Laser-Induced XUV Spectroscopy (LIXS)
A new tool for chemical imaging of energy materials
Laser-induced breakdown spectroscopy (LIBS) is a direct method for elemental analysis of solid materials thanks to no sample preparation, trace to major element sensitivity, and the spatially resolved acquisition. However, conventional LIBS in the optical range (UV to IR) suffers from low precision originating from (i) high continuum background, (ii) low repeatability of the plasma optical emission. It has been reported that the plasma emission shows poor reproducibility, as a consequence of the hydrodynamic expansion. Indeed, the expansion is dominated by flicker noise, which is particularly critical for spatially resolved analysis in inhomogeneous samples.
The plot shows the qualitative temperature evolution of laser-induced plasmas. The plasma temperature determines the range of spectral emission (kT = 1 eV corresponds to approx. 11'600 K). In the irradiation phase, the plasma is very hot and dense, such that it emits soft X-rays. After a few ns of expansion and cooling (end of laser pulse), the emission is dominated by a strong continuum, so that one must delay the collection for this background to drop.
Soft X-ray and extreme ultraviolet (XUV) emission from the dense laser-induced plasma shows high reproducibility and consistency. Therefore, laser induced XUV spectroscopy (LIXS), as an evolution of LIBS, can mitigate the flicker noise and substantially improve the precision.
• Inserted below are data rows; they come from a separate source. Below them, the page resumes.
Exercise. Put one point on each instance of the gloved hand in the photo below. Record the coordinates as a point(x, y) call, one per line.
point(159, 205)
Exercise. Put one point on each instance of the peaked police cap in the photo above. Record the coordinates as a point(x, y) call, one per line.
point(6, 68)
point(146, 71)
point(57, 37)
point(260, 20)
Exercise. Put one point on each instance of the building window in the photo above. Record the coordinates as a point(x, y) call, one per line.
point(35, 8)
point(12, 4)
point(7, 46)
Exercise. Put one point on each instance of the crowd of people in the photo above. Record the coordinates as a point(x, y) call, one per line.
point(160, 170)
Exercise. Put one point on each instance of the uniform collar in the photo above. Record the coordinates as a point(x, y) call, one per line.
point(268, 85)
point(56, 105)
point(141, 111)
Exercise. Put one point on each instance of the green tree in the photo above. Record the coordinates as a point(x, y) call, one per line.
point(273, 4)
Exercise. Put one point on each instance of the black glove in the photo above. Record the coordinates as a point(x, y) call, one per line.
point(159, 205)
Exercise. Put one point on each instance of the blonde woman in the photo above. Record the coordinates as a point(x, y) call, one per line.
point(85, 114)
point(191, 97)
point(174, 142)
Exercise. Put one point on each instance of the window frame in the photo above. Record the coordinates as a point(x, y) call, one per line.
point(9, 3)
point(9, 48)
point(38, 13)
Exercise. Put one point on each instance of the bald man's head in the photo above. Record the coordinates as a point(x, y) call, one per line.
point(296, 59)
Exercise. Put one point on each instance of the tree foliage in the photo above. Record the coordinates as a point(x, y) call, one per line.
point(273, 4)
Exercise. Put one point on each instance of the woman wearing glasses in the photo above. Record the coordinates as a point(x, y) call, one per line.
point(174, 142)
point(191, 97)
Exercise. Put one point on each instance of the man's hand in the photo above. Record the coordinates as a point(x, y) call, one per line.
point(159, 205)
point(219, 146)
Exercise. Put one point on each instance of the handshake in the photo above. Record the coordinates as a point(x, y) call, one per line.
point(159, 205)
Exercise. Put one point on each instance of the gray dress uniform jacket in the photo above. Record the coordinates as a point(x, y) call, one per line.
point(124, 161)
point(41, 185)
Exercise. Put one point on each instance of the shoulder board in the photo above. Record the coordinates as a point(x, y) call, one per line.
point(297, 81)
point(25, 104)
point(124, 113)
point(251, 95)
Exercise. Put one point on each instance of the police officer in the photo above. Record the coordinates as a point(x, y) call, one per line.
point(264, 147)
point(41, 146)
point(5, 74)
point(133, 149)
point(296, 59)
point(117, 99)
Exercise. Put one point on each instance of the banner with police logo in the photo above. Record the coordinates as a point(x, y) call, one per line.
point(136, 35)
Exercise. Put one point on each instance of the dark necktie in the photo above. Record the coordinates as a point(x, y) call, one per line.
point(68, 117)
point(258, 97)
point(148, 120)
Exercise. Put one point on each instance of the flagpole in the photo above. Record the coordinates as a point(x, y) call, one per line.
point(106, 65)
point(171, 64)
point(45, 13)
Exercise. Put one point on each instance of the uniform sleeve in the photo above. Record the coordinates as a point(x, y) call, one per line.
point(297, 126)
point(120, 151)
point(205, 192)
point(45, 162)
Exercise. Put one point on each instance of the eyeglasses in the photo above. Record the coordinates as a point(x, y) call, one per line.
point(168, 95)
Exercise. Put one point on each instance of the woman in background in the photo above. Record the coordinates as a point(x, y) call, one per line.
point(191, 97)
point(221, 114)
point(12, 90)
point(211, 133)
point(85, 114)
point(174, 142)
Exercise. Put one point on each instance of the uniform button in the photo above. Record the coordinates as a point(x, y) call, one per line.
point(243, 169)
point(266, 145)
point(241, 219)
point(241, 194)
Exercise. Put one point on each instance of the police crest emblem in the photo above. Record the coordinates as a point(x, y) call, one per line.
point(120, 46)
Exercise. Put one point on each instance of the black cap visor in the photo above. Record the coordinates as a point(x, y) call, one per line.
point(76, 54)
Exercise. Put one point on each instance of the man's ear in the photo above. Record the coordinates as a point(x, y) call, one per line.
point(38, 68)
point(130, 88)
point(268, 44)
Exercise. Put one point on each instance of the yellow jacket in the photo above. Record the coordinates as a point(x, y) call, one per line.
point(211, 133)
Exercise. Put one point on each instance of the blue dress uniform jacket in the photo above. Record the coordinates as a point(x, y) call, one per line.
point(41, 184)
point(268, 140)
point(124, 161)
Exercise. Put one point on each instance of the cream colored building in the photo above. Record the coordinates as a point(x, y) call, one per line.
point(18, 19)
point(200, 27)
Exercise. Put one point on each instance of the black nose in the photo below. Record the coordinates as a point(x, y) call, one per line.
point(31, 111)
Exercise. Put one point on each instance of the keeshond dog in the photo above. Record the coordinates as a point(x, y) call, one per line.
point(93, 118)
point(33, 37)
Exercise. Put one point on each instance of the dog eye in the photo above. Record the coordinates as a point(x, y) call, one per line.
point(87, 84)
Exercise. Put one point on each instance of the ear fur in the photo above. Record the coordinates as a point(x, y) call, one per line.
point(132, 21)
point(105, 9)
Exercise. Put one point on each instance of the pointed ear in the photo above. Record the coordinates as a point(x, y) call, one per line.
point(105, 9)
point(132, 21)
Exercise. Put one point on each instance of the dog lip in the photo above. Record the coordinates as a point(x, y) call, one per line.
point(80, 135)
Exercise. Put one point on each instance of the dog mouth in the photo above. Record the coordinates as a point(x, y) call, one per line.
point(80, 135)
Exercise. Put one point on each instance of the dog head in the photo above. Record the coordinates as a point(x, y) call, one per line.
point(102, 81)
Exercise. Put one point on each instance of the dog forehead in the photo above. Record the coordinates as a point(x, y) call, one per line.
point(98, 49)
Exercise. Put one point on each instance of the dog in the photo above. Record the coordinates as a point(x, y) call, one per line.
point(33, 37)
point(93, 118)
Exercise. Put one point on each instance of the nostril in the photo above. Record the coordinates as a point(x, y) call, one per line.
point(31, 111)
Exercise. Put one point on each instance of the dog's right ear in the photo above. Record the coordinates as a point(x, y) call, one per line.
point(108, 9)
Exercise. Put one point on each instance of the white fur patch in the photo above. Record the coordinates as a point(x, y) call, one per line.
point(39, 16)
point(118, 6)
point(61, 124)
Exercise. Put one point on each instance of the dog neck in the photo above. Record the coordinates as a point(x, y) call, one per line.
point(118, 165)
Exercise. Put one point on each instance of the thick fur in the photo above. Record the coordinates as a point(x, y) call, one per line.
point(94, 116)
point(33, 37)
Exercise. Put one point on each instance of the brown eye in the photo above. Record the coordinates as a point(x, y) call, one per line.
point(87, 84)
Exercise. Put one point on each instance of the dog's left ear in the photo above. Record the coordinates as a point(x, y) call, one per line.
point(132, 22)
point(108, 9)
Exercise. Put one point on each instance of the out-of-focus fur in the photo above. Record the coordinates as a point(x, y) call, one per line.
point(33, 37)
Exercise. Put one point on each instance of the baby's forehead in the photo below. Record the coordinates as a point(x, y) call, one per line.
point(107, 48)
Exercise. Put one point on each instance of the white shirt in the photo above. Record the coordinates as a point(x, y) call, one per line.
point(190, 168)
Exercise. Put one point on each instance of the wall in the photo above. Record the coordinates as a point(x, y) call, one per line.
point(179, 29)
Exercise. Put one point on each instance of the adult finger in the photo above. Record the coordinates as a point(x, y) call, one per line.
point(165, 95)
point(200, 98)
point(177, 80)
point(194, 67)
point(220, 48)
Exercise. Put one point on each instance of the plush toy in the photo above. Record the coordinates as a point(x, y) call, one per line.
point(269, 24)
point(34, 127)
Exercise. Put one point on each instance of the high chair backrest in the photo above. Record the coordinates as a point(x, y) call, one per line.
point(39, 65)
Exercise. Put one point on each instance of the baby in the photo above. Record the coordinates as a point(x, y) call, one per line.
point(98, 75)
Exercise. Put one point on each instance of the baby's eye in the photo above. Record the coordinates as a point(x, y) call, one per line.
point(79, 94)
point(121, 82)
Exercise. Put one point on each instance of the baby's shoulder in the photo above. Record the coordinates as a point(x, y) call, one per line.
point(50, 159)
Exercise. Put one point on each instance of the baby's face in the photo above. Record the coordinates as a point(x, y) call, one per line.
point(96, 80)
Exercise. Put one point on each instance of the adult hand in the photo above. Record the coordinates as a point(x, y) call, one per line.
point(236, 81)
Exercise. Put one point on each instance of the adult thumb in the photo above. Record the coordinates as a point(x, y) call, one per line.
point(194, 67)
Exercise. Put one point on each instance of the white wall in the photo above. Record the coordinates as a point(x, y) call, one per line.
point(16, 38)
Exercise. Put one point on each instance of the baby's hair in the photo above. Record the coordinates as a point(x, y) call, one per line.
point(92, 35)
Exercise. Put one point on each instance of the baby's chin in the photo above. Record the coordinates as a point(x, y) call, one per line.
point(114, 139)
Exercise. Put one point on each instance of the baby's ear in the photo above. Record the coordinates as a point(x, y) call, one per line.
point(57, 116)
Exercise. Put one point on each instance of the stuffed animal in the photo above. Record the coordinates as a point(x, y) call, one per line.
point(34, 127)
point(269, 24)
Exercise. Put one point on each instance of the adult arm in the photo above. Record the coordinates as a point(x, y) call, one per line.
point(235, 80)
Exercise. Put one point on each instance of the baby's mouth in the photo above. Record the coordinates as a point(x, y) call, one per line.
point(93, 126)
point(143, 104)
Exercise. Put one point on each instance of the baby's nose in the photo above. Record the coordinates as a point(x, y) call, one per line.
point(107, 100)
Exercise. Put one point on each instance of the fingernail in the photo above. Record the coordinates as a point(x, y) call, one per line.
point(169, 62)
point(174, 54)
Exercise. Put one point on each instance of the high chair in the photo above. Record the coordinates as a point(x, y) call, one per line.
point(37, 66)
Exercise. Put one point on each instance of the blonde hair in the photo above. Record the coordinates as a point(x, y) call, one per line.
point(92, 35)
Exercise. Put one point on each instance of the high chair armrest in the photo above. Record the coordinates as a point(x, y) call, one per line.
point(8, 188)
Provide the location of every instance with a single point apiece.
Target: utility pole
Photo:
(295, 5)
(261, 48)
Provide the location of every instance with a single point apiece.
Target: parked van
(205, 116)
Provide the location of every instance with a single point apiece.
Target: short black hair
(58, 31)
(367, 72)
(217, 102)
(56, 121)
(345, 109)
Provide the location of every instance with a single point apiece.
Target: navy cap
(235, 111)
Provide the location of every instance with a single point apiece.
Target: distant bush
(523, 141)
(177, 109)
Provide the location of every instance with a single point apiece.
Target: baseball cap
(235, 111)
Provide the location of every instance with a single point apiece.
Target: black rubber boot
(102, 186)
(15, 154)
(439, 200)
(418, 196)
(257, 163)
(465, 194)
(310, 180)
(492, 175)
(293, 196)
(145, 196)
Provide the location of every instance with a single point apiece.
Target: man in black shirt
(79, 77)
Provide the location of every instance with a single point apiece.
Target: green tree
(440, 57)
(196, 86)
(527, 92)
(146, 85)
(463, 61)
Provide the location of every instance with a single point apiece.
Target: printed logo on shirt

The potential of LIXS was investigated in a quantitative analysis of Li-Mn oxide samples, as shown in Fig. 2a. Their use as energy materials requires homogeneity. One should be able to detect impurities and heterogeneities from the same shot. Indeed, increased sensitivity may shrink the dynamic range. In LIXS, the dynamic range is substantially extended while the sensitivity is reduced. This does not hinder the detection limits because the background noise is negligible.
Finally, a fingerprint for oxidation was also demonstrated; where the oxidative pockets showed the same three O-VI emission lines at 12.99 nm, 15.01 nm and 17.31 nm, which was not observed in LiF (see Fig. 2b). In short, LIXS is a novel evolution to LIBS microanalysis with high precision and wide dynamic range.